Separated by 10 years, Eric and Kristy were never too close. He was already serving in Korea when she was in her teens. Their connection came through letters and e-mails and the knowledge that he would always make his way home. Eric was a fourth-generation military officer, the son of a Vietnam veteran, a natural leader and a patriot.
"Ever since I was 14, Eric would come back from everywhere fine," says Kristy.
Eric's calm demeanor and steadfast confidence provided Kristy with a strength she often found lacking in herself. Once, after a traffic accident where Kristy was seriously injured, Eric comforted his sister and assured her that she would be fine, speaking reassuring words as he wiped up his sister's blood with a T-shirt.

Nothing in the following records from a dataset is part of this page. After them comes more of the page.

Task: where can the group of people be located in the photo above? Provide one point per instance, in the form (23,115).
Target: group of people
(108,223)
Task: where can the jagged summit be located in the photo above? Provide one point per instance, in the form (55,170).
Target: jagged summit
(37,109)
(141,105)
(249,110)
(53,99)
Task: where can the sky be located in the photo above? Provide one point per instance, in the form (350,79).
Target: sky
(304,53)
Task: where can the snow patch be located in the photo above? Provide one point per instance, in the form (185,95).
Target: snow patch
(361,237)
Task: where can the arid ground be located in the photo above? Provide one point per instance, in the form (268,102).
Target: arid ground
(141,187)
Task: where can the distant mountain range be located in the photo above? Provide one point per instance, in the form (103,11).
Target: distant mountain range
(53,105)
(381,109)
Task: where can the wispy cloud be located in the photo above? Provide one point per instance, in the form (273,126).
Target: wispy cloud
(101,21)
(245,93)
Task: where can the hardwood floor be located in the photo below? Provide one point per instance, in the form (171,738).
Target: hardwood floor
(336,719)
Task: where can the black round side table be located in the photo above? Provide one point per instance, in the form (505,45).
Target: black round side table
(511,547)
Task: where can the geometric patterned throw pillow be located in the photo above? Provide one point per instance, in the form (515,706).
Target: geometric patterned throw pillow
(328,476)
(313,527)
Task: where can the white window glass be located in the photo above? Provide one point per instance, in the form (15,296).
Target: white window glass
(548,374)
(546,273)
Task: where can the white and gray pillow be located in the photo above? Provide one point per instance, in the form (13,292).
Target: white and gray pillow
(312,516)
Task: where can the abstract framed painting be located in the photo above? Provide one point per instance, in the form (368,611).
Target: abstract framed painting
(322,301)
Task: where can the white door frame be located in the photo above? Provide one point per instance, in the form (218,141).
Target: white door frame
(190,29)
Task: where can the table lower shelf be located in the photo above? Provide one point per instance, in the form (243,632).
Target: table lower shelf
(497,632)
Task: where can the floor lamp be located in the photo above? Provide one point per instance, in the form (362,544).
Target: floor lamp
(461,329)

"The accident was the perfect encapsulation of our relationship," says Kruger. "I was the melodramatic drama queen and he was the 'everything is going to be all right' guy."
Eric Kruger was seemingly invincible, coming back from each tour of duty with hardly a scratch, returning to Texas each time as the fearless adventurer.
"I never knew a time when my brother was afraid," says Kristy. "His last e-mail said that he was excited about being in Iraq."
Excitement soon turned to tragedy, as Eric Kruger became one of the highest-ranking officers to perish in the four-year conflict. Kristy became one of an increasing number of Americans directly touched by the miserable reality of war.
"You look at people and you tell them, 'I lost my brother in Iraq.' Me, my family," says Kristy. "My mom and my dad lost a child. My nephews lost their father. My sister-in-law lost her husband." For Kristy, the war was no longer some abstraction. She became part of a heartbreaking minority.
"I was told that one-tenth of one percent of Americans have actually been personally confronted with a death in the immediate family," says Kristy. Such statistics are hardly a comfort, however, and Kristy's thoughts turned to Sara, her brother's widow, and the four children.